(5 of 6)
President Hoover's two years in the White House have not been politically happy. Claudius Hart Huston, his handpicked chairman of the Republican National Committee, was removed by his party for stockgambling on lobby funds. Dry little Simeon Davison Fess, his successor, mangled last year's G. O. P. campaign so grievously that what little Congressional support the White House had was wiped out by the November elections. After March 4, President Hoover will be confronted by a new and serious menace in the form of the 72nd Congress from which, lacking a working Republican majority, he may anticipate only more rows, more obstruction, more criticism. To compound his other troubles he was compelled to watch his Farm Board speculate in the open wheat market contrary to his pledge of no "Government buying or selling or price-fixing." The Depression played such hob with the Treasury's finances that a Republican Administration is on the brink of its first big post-War deficit ($500,000,000). Increased taxes are inevitable. Internationally the President sought a five-power treaty for naval reduction and had to take a three-power treaty for naval limitation which will cost the U. S. $500,000,000 to build up to.

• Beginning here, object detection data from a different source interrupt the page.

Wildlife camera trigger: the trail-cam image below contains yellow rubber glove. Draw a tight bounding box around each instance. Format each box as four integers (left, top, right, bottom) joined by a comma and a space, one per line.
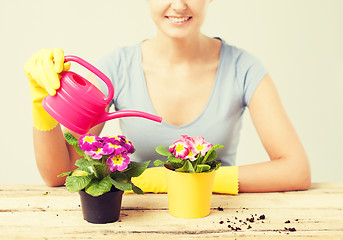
24, 48, 70, 131
126, 166, 238, 195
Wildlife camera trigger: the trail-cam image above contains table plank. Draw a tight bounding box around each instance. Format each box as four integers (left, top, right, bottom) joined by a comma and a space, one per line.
0, 183, 343, 239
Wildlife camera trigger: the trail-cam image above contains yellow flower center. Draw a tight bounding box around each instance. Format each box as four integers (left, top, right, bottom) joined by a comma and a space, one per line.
112, 154, 124, 165
175, 144, 184, 152
195, 144, 204, 152
83, 136, 95, 143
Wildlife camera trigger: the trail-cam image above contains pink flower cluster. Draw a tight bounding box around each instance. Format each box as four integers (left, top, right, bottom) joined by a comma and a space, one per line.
79, 134, 135, 172
169, 135, 213, 161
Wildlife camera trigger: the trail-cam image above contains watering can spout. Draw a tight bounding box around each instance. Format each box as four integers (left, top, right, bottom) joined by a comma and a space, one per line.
42, 56, 162, 134
95, 110, 162, 125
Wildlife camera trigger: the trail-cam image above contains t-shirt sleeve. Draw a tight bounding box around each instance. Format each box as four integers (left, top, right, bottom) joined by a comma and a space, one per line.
94, 51, 120, 107
236, 51, 267, 106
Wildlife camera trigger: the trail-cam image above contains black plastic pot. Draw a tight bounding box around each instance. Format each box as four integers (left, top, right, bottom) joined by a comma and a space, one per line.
79, 189, 124, 224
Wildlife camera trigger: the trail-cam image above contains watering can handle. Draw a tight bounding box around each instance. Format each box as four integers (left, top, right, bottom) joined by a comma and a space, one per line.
64, 55, 114, 104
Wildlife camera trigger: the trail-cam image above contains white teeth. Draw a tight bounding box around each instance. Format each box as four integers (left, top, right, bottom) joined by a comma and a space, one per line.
169, 17, 189, 23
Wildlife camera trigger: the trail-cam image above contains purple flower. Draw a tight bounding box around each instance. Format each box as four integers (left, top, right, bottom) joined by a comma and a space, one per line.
85, 147, 106, 159
118, 135, 135, 154
192, 137, 213, 157
79, 134, 102, 152
169, 140, 192, 159
103, 142, 126, 155
107, 153, 130, 172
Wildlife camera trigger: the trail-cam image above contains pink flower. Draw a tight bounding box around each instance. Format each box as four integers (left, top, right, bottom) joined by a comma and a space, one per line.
103, 142, 126, 155
107, 153, 130, 172
192, 137, 213, 157
85, 147, 106, 159
79, 134, 102, 152
169, 140, 192, 159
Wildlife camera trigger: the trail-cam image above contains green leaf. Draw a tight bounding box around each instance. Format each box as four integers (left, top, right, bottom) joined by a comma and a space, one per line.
66, 174, 94, 192
155, 145, 172, 157
92, 163, 106, 179
64, 132, 86, 156
202, 144, 224, 163
195, 164, 211, 173
71, 168, 91, 177
154, 159, 164, 167
123, 161, 150, 178
110, 178, 132, 191
207, 160, 222, 171
206, 151, 217, 162
132, 183, 144, 194
167, 156, 185, 169
57, 171, 72, 177
175, 160, 195, 173
85, 175, 112, 197
75, 158, 102, 168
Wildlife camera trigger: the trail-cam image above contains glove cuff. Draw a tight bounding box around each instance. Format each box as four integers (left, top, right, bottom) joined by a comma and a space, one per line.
32, 103, 58, 131
213, 166, 239, 195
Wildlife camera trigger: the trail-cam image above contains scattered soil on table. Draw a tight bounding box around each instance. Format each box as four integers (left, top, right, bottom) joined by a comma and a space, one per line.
217, 207, 299, 234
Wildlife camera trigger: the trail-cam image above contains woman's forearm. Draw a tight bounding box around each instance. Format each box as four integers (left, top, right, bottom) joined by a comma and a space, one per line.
33, 125, 73, 186
239, 157, 311, 192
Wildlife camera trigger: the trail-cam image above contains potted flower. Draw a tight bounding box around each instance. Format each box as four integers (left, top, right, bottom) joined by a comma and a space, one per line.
154, 135, 224, 218
59, 133, 150, 223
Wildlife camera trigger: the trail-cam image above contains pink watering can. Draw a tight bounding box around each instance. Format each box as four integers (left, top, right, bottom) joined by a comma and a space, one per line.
42, 56, 162, 134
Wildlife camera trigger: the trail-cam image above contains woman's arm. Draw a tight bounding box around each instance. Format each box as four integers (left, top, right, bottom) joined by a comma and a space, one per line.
33, 124, 103, 187
33, 75, 109, 187
239, 75, 311, 192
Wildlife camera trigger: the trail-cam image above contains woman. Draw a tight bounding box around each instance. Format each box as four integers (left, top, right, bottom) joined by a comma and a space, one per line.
25, 0, 310, 192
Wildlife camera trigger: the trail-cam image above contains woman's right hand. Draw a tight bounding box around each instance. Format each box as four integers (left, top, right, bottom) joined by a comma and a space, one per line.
24, 48, 70, 131
24, 48, 70, 97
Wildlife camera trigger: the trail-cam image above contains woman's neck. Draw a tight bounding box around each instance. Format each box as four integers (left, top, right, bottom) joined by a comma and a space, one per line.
143, 34, 214, 65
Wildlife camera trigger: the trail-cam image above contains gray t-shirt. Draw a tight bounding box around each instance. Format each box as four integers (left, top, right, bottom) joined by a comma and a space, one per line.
96, 41, 267, 166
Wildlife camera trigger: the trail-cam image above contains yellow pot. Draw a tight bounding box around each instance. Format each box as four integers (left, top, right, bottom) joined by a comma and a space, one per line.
165, 168, 216, 218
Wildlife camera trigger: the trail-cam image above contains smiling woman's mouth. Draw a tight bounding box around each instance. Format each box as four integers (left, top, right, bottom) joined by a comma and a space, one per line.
166, 16, 192, 24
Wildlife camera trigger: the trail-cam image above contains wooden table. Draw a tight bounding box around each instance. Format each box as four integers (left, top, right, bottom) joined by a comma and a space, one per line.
0, 183, 343, 240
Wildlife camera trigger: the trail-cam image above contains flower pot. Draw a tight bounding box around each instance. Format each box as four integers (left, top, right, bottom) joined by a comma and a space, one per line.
165, 168, 216, 218
79, 189, 123, 224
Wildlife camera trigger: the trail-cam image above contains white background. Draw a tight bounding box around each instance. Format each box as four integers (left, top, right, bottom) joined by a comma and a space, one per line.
0, 0, 343, 184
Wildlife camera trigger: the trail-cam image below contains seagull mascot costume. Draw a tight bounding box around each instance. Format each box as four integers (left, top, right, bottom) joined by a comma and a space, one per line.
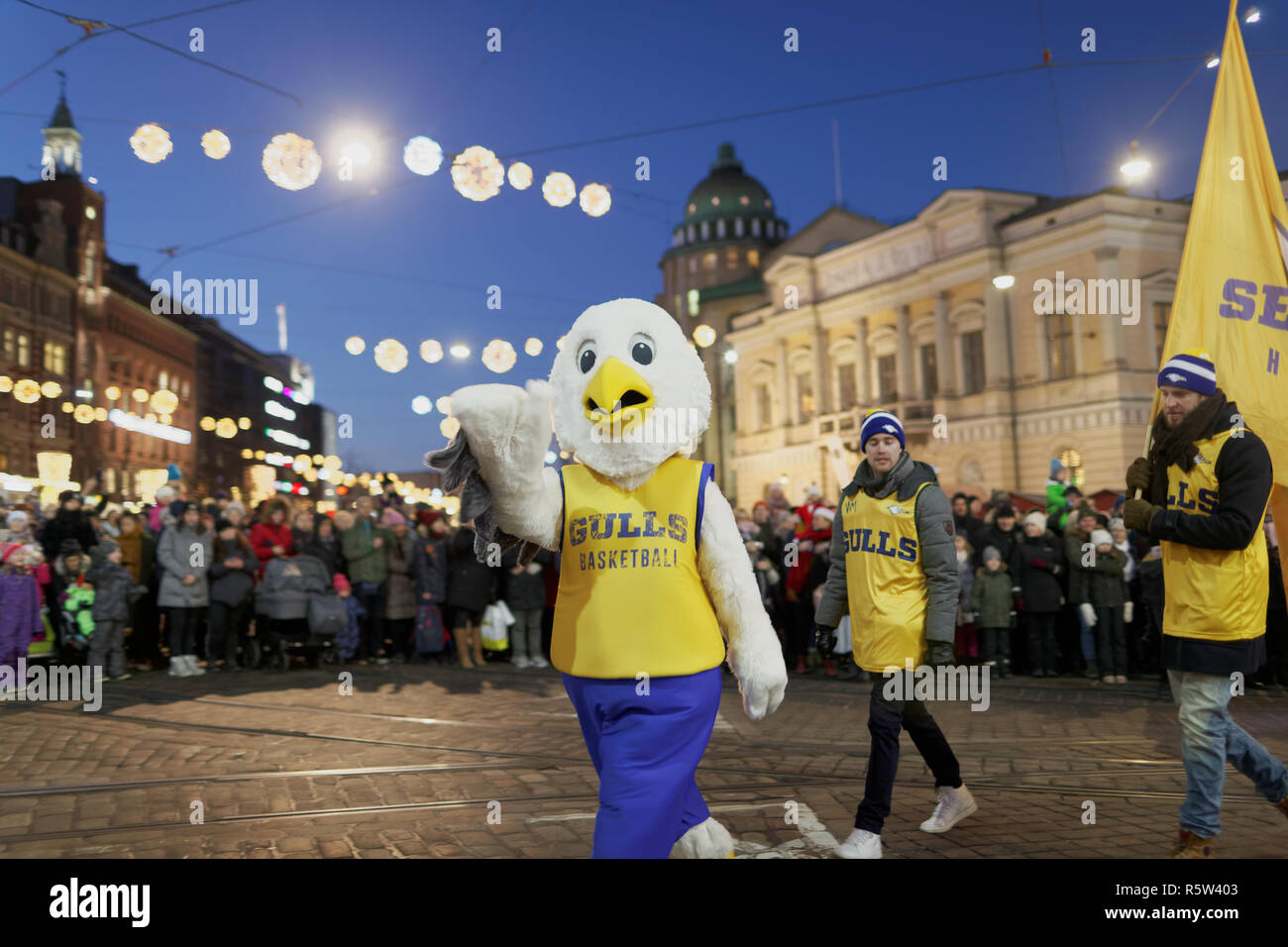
426, 299, 787, 858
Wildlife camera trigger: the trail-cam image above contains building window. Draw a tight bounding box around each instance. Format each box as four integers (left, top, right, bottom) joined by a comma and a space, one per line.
796, 371, 814, 424
962, 330, 984, 394
836, 362, 859, 411
1046, 313, 1073, 378
921, 346, 939, 399
1154, 303, 1172, 371
46, 342, 67, 374
877, 355, 899, 404
756, 384, 774, 430
1056, 447, 1087, 489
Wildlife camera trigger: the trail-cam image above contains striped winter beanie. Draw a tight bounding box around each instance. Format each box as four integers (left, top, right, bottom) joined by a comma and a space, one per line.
1158, 349, 1216, 394
859, 411, 909, 451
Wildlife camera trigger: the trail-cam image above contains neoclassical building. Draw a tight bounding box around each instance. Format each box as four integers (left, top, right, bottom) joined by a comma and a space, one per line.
724, 188, 1216, 506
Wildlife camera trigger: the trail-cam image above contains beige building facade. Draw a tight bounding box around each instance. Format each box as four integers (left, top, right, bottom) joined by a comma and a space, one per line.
725, 188, 1211, 506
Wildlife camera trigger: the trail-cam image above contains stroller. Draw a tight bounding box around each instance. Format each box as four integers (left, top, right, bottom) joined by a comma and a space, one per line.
255, 556, 345, 672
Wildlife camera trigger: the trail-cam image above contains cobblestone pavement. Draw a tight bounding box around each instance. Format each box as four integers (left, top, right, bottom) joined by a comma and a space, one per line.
0, 665, 1288, 858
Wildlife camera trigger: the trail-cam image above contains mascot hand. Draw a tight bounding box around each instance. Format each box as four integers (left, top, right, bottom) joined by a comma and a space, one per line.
729, 634, 787, 720
452, 381, 553, 479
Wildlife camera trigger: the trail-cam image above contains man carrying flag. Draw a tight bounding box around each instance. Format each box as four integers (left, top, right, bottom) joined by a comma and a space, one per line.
1124, 0, 1288, 858
1124, 351, 1288, 858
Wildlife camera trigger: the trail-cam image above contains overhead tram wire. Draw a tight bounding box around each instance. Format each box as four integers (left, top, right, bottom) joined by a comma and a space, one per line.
0, 0, 252, 95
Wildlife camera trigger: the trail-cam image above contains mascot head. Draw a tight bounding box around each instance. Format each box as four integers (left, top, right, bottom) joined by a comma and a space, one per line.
550, 299, 711, 476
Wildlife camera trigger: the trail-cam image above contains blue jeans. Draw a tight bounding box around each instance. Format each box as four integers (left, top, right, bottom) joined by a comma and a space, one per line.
563, 668, 721, 858
1167, 672, 1288, 839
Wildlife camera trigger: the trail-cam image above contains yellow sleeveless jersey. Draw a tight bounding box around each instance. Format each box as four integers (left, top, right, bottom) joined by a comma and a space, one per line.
1159, 428, 1270, 642
841, 483, 930, 673
550, 458, 725, 678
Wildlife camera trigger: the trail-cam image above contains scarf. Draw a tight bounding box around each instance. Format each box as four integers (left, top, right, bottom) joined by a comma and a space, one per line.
1145, 388, 1229, 506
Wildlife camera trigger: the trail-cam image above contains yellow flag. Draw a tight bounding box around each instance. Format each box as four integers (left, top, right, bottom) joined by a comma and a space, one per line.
1150, 0, 1288, 607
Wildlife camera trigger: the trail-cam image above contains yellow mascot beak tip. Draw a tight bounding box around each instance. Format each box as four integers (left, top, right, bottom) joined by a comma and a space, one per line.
581, 357, 653, 428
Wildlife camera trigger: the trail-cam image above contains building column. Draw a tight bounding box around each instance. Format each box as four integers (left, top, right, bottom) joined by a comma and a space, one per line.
778, 339, 795, 428
854, 316, 872, 410
894, 303, 919, 401
1095, 246, 1127, 368
935, 290, 957, 397
984, 277, 1010, 388
814, 323, 836, 415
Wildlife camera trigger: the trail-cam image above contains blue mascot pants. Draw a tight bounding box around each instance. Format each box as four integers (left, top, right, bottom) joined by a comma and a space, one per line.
563, 668, 721, 858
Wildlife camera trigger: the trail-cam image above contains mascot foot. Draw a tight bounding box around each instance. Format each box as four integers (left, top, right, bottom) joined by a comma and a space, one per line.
671, 818, 733, 858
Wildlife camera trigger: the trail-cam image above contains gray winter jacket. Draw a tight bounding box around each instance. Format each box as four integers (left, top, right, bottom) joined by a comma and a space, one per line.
814, 451, 958, 642
158, 524, 215, 608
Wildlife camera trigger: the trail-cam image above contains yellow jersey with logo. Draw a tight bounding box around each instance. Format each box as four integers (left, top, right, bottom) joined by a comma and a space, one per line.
550, 456, 725, 678
841, 483, 930, 673
1159, 428, 1270, 642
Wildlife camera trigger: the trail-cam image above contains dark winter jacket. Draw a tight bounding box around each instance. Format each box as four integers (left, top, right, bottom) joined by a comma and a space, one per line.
383, 530, 419, 621
814, 451, 958, 643
971, 523, 1024, 567
501, 546, 555, 612
85, 540, 134, 622
40, 509, 98, 562
1010, 532, 1068, 614
448, 526, 497, 612
412, 536, 447, 607
297, 527, 345, 576
210, 533, 258, 605
970, 563, 1015, 627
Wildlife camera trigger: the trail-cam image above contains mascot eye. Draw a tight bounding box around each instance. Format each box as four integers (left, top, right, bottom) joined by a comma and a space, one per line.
631, 334, 653, 365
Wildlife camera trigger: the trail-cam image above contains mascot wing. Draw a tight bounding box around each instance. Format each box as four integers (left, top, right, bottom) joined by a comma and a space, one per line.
425, 381, 563, 565
698, 480, 787, 720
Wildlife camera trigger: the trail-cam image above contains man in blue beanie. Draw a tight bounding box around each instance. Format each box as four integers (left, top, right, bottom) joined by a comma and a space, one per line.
814, 411, 978, 858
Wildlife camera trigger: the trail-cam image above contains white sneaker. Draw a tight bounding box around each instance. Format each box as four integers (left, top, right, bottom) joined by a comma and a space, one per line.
836, 828, 881, 858
921, 784, 979, 834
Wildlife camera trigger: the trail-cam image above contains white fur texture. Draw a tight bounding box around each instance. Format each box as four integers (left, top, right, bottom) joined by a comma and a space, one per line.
698, 480, 787, 720
452, 381, 563, 549
671, 818, 733, 858
546, 299, 711, 489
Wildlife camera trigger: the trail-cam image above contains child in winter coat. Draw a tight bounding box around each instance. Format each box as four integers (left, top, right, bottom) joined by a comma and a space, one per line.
85, 537, 134, 681
970, 546, 1015, 678
0, 543, 44, 686
1078, 530, 1127, 684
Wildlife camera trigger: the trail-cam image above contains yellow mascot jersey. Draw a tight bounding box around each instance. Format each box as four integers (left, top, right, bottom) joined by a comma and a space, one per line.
1159, 428, 1270, 642
841, 483, 930, 673
550, 458, 725, 678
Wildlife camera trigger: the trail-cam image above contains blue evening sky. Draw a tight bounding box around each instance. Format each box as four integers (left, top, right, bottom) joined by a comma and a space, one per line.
0, 0, 1288, 471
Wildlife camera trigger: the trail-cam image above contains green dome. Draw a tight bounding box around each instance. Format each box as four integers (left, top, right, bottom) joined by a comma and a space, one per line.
684, 142, 774, 223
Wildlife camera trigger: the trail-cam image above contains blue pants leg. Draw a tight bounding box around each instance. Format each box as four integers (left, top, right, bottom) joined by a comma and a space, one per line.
563, 668, 721, 858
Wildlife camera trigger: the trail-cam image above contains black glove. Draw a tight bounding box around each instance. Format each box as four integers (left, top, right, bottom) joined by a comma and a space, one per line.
926, 642, 957, 668
814, 625, 836, 657
1124, 497, 1163, 536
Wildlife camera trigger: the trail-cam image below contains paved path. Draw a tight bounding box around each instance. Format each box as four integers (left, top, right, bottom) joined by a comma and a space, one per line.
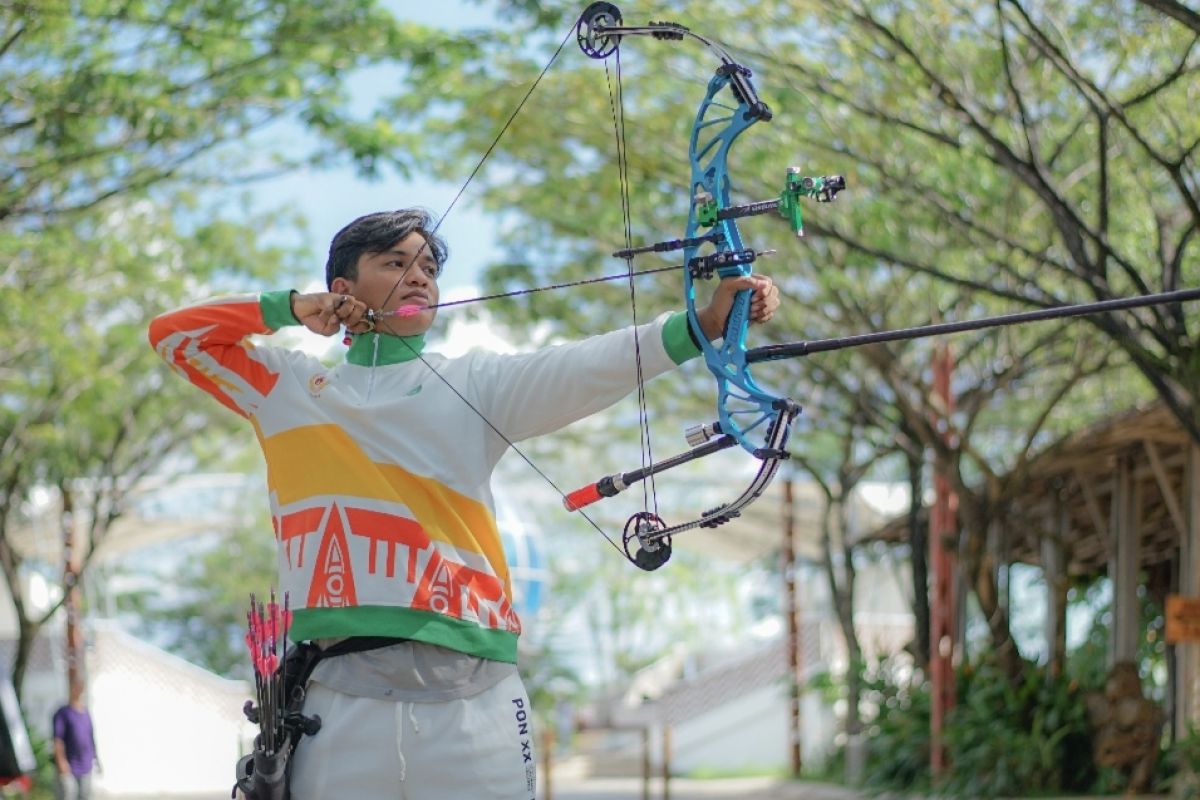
547, 777, 863, 800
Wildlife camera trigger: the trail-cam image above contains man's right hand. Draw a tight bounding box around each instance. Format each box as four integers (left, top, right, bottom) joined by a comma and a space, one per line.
292, 291, 373, 336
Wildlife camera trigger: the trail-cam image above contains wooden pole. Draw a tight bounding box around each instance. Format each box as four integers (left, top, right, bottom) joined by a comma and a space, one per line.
642, 728, 654, 800
929, 344, 958, 778
60, 486, 83, 698
780, 475, 803, 777
541, 726, 554, 800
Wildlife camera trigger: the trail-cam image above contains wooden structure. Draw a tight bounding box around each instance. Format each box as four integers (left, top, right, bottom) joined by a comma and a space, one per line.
870, 405, 1200, 734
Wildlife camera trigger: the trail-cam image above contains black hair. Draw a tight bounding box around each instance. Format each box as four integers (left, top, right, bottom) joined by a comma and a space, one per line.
325, 209, 450, 289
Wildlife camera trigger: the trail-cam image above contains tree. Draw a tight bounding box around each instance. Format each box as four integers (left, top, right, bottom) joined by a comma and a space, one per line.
757, 0, 1200, 440
0, 0, 468, 691
0, 0, 442, 221
118, 494, 276, 679
0, 204, 297, 687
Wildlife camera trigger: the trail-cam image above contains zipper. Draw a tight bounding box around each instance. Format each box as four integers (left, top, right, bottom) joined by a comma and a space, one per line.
362, 333, 379, 403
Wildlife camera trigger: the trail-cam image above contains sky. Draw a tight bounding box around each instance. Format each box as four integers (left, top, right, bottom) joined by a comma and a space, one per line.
251, 0, 500, 300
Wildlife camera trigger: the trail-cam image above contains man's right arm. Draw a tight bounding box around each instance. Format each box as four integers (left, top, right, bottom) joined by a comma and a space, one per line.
54, 736, 71, 775
149, 291, 296, 417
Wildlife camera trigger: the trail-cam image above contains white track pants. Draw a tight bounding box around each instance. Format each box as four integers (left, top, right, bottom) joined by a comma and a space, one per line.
292, 674, 536, 800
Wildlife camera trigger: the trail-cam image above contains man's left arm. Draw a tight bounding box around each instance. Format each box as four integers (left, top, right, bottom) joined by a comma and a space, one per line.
476, 276, 779, 441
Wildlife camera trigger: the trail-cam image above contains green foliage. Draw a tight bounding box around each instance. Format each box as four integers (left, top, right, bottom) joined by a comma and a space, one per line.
863, 658, 932, 792
116, 503, 276, 679
28, 732, 59, 800
938, 658, 1096, 798
864, 658, 1099, 798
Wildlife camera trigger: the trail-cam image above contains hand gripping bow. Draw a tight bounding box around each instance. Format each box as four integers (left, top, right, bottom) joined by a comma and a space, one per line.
564, 2, 846, 570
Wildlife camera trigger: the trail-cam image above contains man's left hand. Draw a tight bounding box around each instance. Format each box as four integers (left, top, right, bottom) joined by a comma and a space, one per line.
696, 275, 779, 341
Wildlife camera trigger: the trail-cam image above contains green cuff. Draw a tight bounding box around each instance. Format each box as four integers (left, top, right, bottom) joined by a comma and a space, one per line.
662, 311, 700, 363
258, 289, 300, 331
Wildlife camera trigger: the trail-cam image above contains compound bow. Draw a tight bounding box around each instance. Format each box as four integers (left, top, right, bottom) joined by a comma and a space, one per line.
564, 2, 846, 570
371, 2, 1200, 570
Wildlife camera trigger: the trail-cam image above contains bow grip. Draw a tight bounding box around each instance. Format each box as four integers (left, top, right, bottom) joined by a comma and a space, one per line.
563, 474, 629, 511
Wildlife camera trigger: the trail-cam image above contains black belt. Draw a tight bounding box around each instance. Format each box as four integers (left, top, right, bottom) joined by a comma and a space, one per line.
319, 636, 412, 658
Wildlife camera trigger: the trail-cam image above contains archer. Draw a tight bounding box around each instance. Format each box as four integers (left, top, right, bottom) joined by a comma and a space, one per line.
150, 209, 780, 800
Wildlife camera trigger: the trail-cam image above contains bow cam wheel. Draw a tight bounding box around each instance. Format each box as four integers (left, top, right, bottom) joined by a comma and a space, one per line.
620, 511, 671, 572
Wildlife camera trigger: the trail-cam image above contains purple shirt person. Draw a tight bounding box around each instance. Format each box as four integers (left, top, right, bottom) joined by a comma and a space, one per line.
54, 687, 100, 800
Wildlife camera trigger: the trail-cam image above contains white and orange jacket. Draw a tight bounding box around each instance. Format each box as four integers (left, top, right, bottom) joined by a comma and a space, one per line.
150, 291, 698, 662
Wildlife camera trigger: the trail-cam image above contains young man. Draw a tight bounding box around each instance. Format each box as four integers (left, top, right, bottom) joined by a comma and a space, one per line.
53, 686, 100, 800
150, 210, 779, 800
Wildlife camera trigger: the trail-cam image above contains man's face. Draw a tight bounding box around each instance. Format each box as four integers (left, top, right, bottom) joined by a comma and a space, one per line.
331, 233, 438, 336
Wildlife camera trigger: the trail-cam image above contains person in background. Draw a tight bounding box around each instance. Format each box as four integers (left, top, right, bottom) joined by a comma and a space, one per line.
54, 686, 100, 800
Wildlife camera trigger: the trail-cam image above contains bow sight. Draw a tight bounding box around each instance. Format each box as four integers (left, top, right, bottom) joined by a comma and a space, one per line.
563, 2, 846, 570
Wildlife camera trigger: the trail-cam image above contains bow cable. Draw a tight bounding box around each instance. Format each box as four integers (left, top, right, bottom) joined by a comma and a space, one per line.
600, 40, 659, 525
372, 17, 648, 558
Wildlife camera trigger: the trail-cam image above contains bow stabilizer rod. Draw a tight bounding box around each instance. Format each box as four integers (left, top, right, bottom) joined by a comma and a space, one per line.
746, 289, 1200, 363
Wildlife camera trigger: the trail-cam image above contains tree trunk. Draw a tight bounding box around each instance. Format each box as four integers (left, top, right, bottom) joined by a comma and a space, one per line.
906, 437, 930, 670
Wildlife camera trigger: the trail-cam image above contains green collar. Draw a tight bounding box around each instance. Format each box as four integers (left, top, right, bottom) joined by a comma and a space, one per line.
346, 333, 425, 367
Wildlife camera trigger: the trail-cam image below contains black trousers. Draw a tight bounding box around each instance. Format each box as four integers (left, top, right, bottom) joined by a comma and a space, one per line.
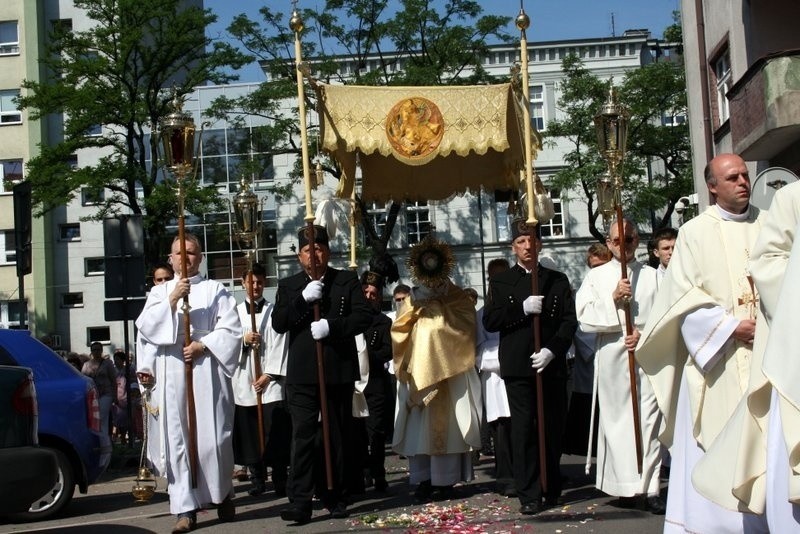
503, 377, 567, 503
489, 417, 515, 489
364, 388, 394, 480
233, 401, 292, 485
286, 383, 353, 510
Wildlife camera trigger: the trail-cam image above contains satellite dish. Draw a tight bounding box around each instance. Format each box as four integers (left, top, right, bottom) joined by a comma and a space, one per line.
750, 167, 798, 210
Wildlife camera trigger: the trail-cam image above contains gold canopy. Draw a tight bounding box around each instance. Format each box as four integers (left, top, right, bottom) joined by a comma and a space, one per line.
316, 83, 525, 202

As if real troubles were not aplenty, there falls across the White House a shadow cast by a sharp-nosed little man who lives happily and writes profitably in Northampton. Mass.* Herbert Hoover and Calvin Coolidge were never good friends. Unforgotten and unforgiven was President Coolidge's statement that of course he would not make his Secretary of Commerce Secretary of State. When President Hoover was proclaiming the Treaty of Paris in 1929 Citizen Coolidge returned to Washington to participate in the ceremony, summoned newsmen, gave an interview about himself as a "public character," played inferentially on the fact that the White House Chief Usher's name is also Hoover, stole the show. Again at the American Legion convention in Boston last October the Coolidge reception was louder and more spontaneous than that of the President of the U.S.
Loyal Hoover friends may well feel that the popular comparison of the two Presidents is manifestly unjust. They might say that if ever a President had fair weather sailing in which to do a big constructive job of statecraft it was Calvin Coolidge, but that in retrospect his Administration is astonishingly barren of permanent achievement. They might say that, with pious platitudes on his thin lips, President Coolidge capitalized on Prosperity, rode its inflationary waves to an enormous popularity. They might; but for obvious reasons, they cannot. They must bear in bitterness the growth of the Coolidge legend.
With President Hoover, Legend has worked quite differently. He suffers today from the "superman" publicity which built him up far beyond the probable level of human performance. Two years have destroyed the Hoover legend, and still obscured from public sight, is the more authentic picture: a high-minded, able, industrious, conscientious individual who is devoted to his country, to the art of Government, to children. His irrational effort to divorce government from politics explains many of his difficulties, and is, as was predicted in 1928, his most serious defect as President. For, although he calls government an art. he doggedly continues to act as if it were a science.